Re: [R] extend summary.lm for hccm?

2009-01-04 Thread Achim Voß

Dear John (and other readers of this mailing list),


thanks for your help. It now raises two further questions, one directly 
related to R and probably easy to answer, the other one a little off-topic.


John Fox wrote:

... (BTW, one
would not normally call summary.lm() directly, but rather use the
generic summary() function instead.) ...


Is there any difference for R between using summary.lm() and using 
summary()? Or is it just that in the second case, R recognizes that the 
input is lm and then calls summary.lm()?



That said, it's hard for me to understand why it's interesting to have
standard errors for the individual coefficients of a high-degree
polynomial, and I'd also be concerned about the sensibleness of fitting
a fifth-degree polynomial in the first place.

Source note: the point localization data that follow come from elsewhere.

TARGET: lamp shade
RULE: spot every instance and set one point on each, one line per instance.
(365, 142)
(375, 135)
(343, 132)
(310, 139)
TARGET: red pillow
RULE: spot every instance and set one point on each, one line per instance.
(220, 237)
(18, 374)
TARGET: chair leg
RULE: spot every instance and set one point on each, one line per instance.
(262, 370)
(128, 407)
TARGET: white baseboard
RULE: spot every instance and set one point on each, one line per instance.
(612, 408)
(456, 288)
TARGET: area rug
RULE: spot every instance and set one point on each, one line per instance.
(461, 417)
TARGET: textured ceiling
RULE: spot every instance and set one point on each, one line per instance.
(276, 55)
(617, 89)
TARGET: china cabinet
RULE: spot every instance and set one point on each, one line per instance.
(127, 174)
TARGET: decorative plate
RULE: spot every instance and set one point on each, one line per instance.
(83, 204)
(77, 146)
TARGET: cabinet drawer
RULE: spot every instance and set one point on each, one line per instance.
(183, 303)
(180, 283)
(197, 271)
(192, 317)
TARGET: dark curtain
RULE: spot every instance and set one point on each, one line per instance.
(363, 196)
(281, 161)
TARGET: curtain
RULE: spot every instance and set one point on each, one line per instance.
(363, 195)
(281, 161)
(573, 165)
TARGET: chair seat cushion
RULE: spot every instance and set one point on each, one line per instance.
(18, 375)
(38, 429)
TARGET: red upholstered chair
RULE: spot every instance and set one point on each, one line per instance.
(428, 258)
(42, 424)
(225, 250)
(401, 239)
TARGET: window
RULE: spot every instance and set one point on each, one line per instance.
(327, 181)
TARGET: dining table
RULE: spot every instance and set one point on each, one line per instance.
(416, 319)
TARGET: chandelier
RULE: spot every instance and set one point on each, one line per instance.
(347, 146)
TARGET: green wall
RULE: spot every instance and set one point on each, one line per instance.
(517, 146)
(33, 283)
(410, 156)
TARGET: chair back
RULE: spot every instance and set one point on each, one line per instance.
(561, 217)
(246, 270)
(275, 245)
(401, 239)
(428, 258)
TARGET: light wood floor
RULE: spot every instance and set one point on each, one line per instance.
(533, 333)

I am trying to estimate some Engel curves - functions of the 
relationship between income of a household and the demand share of 
certain goods. As I want to estimate them for only one good, the only 
restriction that arises from Gorman (1981) seems to be that in a pure 
Engel curve model (including only income and the demand share) the 
income share should be the sum of some multiplications of polynomials of 
the natural logarithm of the income.


I have not yet found a theoretical reason for a limit to the number of 
polynomials and I know to little maths to say if it's impossible to 
estimate the influence of x^5 if you've already included x to x^4. So I 
thought I might just compare different models with different numbers of 
polynomials using information criteria like Amemiya's Prediction Criterion.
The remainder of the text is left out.